手本を示す
従業員が情熱を追求するために必要な柔軟性を提供するだけでは十分でない。リーダーは、彼らが柔軟な働き方を実践する際、居心地の悪さを感じずに済むようにする必要もある。
社会的圧力を受けることで、有給休暇を申請することさえも躊躇する人がいる。どのような人物が「理想的な労働者」かという古い固定観念や、よい従業員とは時間とエネルギーのすべてを仕事に注ぎ込む人物だという思い込みは、仕事の世界に強く根を張っている。従業員が仕事以外の情熱を追求できるようにするためには、マインドセットの転換が不可欠だ。リーダーが明確なお墨付きを与えることも効果がある。
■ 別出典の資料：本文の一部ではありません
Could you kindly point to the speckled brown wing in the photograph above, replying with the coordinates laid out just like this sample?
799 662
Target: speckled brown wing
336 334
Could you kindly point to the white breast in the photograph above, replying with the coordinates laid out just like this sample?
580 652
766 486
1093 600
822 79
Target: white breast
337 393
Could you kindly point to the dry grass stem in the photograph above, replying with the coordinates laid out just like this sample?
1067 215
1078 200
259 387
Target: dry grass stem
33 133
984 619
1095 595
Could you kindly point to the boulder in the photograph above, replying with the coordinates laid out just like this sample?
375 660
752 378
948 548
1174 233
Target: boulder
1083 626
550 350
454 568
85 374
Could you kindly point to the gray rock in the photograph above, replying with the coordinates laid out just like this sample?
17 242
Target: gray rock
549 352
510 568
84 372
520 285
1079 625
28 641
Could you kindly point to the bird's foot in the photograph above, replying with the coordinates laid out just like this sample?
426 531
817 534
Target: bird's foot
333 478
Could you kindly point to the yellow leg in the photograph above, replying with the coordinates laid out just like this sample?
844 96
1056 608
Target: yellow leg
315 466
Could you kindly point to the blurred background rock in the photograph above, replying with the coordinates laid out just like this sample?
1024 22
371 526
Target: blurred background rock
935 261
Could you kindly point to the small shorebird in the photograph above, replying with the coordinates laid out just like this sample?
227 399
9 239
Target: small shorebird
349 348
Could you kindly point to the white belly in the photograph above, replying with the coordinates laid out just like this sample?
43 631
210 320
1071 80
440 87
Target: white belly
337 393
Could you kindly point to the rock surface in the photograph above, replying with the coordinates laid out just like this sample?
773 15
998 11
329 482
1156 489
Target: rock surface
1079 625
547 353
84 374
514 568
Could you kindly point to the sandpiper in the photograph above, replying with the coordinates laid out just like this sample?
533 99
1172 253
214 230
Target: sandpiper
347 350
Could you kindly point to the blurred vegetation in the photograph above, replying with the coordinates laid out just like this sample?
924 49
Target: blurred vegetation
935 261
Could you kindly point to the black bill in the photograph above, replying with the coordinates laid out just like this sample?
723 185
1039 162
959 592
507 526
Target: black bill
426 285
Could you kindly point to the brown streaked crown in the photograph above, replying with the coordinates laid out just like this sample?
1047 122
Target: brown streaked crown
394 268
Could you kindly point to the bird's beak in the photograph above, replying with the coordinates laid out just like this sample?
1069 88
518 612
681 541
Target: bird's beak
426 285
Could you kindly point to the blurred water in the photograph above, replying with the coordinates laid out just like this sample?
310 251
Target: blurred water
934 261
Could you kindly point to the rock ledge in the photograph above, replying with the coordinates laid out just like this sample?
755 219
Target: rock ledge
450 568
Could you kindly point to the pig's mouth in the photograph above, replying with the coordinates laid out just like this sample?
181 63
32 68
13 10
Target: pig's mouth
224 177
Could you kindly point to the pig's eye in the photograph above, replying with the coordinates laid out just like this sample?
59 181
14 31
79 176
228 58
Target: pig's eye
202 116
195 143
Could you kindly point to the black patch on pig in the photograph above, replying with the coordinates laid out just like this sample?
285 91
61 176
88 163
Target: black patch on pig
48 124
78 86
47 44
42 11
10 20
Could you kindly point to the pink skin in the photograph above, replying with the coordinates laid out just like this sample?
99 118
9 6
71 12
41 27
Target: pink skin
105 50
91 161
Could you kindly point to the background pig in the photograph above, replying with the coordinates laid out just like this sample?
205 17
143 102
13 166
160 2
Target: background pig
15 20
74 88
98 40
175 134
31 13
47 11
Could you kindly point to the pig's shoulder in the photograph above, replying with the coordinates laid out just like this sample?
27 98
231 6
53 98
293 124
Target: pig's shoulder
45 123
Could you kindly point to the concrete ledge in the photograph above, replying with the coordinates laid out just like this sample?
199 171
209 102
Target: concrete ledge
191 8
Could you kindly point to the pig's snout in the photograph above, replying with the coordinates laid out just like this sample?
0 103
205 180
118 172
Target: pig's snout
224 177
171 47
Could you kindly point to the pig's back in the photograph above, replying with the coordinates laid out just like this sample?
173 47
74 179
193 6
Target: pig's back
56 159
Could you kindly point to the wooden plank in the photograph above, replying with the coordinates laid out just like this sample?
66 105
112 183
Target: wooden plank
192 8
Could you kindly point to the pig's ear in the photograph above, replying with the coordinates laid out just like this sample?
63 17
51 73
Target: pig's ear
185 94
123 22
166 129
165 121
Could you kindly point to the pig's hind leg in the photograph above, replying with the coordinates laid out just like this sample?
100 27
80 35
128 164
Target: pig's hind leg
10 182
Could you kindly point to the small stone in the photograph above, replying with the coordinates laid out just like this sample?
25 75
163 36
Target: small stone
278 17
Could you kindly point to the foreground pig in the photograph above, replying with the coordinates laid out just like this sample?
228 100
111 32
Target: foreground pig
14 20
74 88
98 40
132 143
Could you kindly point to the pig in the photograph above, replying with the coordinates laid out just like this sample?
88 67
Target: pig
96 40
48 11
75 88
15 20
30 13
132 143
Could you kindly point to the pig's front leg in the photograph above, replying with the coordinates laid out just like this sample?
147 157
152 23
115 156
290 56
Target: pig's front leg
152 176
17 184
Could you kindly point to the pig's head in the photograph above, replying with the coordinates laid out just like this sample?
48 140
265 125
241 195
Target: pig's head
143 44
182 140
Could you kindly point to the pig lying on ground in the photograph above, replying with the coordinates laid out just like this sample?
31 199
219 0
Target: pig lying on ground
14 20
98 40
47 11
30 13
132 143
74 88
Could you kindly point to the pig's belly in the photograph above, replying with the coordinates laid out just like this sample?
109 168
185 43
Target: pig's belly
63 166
従業員は一般的な勤務時間に仕事をしなければ反発を受けるのではないかと不安に思い、柔軟な働き方を実践しようとしないかもしれない。研究によれば、従業員がそのような不安を抱くのは無理もない。ワークライフバランスを実現するために勤務時間を柔軟に選択する人たちは、職場でしばしばスティグマ(負の烙印)を押されるのだ。
このような事情があるため、たとえ業務時間以外であったとしても、仕事以外の情熱の追求に時間を割くことで、仕事に熱心ではないと思われるのではないかと恐れる人がいる。ましてや一般的な勤務時間に、自社の制度を利用して仕事以外の情熱を追求することに、不安を感じずにはいられない。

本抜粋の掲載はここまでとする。